Is TikTok Really a Security Threat? Here’s What Experts Found

Image of locks to suggest security and encryption

TikTok is an app popular with teens and young adults. It’s a social media platform where users can share short-form videos, similar to Vine or Snapchat. It has frequently been in the news lately over its security, with multiple publishers and companies releasing information about the app. It all started when in 2019 the Peterson Institute called the app a national security threat.

Then with the iOS 14 betas we saw that TikTok secretly accesses data on your clipboard, thanks to a new security feature in the OS. Now, even the U.S. government considering a ban on the app. Here’s what the experts say.

Researching TikTok

First, we have the Redditor who claimed to have reverse engineered the app. User “bangerlol” says the app collects a lot of information from your phone, like the hardware components, apps you have installed, network data, whether you’re rooted/jailbroken, and leak your email address(s) in the apps HTTPS REST API.

Penetrum TikTok overview
Penetrum’s brief overview of TikTok

Next, we have security firm Zimperium. Its full analysis of TikTok is behind a barrier (you’ll need to give them your company name, title, email address, etc). Using its z3A Advanced Application Analysis it said both the iOS and Android versions of TikTok has high privacy and medium security risks, with a score of 98/100 for privacy and 82/100 for security (high score is bad).
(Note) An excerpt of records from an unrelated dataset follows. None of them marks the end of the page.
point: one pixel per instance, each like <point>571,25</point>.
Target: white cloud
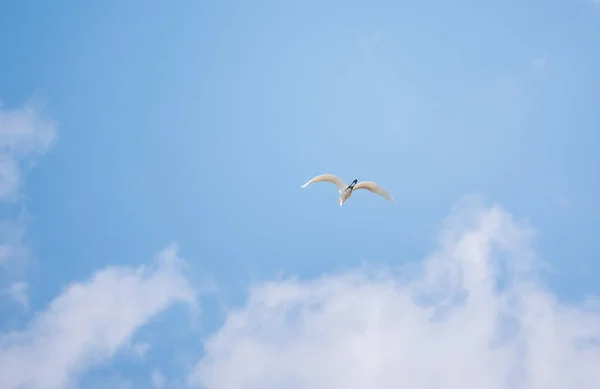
<point>24,135</point>
<point>140,349</point>
<point>89,322</point>
<point>472,315</point>
<point>18,292</point>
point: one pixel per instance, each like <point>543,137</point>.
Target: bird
<point>346,190</point>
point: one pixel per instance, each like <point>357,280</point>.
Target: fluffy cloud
<point>90,321</point>
<point>24,135</point>
<point>472,315</point>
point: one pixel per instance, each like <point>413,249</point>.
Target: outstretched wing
<point>373,187</point>
<point>338,182</point>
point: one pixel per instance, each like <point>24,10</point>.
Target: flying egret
<point>346,190</point>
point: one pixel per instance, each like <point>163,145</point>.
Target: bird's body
<point>346,190</point>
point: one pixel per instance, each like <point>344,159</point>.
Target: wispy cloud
<point>90,321</point>
<point>24,135</point>
<point>473,314</point>
<point>18,292</point>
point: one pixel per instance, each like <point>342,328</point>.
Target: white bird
<point>346,190</point>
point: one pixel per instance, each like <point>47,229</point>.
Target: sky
<point>153,232</point>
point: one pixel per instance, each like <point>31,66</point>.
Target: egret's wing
<point>373,187</point>
<point>338,182</point>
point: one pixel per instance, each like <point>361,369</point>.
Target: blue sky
<point>182,132</point>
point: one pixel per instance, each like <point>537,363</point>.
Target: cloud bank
<point>472,315</point>
<point>90,321</point>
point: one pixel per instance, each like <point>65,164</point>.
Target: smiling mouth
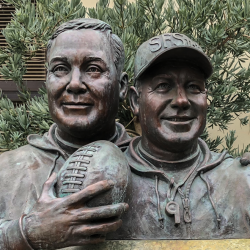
<point>77,105</point>
<point>179,119</point>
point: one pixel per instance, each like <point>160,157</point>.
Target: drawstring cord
<point>210,198</point>
<point>160,218</point>
<point>53,165</point>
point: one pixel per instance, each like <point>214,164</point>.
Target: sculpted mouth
<point>179,119</point>
<point>77,104</point>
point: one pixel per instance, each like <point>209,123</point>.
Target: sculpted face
<point>172,105</point>
<point>82,83</point>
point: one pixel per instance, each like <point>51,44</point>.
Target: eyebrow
<point>91,58</point>
<point>58,58</point>
<point>87,59</point>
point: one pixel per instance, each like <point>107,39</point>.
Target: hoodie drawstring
<point>160,218</point>
<point>210,198</point>
<point>53,165</point>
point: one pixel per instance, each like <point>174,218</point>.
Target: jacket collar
<point>141,167</point>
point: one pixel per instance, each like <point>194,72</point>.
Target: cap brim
<point>185,54</point>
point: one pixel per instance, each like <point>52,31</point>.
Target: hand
<point>245,159</point>
<point>61,222</point>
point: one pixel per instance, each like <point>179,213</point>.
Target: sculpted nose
<point>180,100</point>
<point>76,85</point>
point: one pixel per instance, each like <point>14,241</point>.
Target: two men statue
<point>179,189</point>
Another security firm, Penetrum, made its TikTok analysis easily available for everyone. The main PDF reveals that TikTok’s level of data collection is, like u/bangerlol found, excessive.

Finally, in ProtonMail’s examination of TikTok’s privacy policy, the amount of data the app collects is right there in the open. Data includes your IP address, browsing history within the app, your mobile carrier, location data like GPS coordinates, your device’s IMEI number and possibly its IMSI number, and every single action you take within the app.
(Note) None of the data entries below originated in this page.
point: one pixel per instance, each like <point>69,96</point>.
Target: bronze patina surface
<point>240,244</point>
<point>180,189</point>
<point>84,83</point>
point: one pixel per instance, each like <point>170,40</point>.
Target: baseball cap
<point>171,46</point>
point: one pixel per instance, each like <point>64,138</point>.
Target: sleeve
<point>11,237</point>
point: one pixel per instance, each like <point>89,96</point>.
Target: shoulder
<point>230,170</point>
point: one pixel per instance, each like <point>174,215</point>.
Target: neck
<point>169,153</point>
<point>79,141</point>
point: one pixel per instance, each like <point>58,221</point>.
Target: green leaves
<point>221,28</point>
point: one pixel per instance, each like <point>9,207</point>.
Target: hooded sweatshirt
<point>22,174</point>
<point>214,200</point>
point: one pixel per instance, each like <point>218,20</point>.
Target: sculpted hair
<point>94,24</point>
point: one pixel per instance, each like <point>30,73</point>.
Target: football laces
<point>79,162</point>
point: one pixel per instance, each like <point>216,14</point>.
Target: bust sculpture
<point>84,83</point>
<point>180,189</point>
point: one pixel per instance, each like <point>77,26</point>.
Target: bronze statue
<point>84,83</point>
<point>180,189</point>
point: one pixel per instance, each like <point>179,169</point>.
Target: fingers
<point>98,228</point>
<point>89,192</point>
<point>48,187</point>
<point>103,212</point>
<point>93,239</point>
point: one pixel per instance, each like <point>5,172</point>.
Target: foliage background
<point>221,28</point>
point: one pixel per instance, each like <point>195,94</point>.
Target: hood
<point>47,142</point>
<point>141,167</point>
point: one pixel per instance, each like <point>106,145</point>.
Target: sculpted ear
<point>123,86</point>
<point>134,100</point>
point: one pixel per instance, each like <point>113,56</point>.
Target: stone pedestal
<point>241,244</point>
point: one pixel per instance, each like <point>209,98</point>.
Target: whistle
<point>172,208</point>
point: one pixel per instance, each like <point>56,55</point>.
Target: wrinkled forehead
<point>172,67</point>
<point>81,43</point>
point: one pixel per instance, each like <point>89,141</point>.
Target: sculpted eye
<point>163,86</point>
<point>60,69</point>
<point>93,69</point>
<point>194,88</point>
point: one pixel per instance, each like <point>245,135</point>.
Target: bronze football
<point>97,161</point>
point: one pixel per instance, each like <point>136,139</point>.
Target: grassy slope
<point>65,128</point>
It seems safe to say that TikTok is both a privacy and security threat. There is back-and-forth debate on whether the company has links to the Chinese government, but it’s plain to see from the data that this isn’t wholly a political debate. This includes what its own privacy policy states. If you’re concerned about your privacy and/or security you may want to give TikTok a pass.

3 thoughts on “Is TikTok Really a Security Threat? Here’s What Experts Found

  • Andrew:
    A greatly appreciated PSA. 
    At the risk of being batched with the naive Westerners (not a common accusation for yours truly), the review is particularly detailed and damning. As you state, it’s not what anyone, including it’s developers, have to say about the app, it’s what forensic level analysis reveals about the app’s behaviour. Actions trump words (no political reference intended). To whomever this app is ultimately communicating, or whose interests it serves, it clearly is not serving those of the user. 
    While I don’t fit the demographic of the novel social media app early adopter, I am compelled to use many of these apps to remain in touch with colleagues, teams and staff strewn across the planet, and will use whichever of these best suit their needs/technology constraints/costs. Before installing, I try to learn as much as I can about that app’s performance so that I can apply any available countermeasures against bad behaviour and outright security exploits (yes, I’m looking you Zuckerberg…big time). 
    To date, thankfully, I have had no use for this app, but would definitely not load it unless and until this app could be locked down.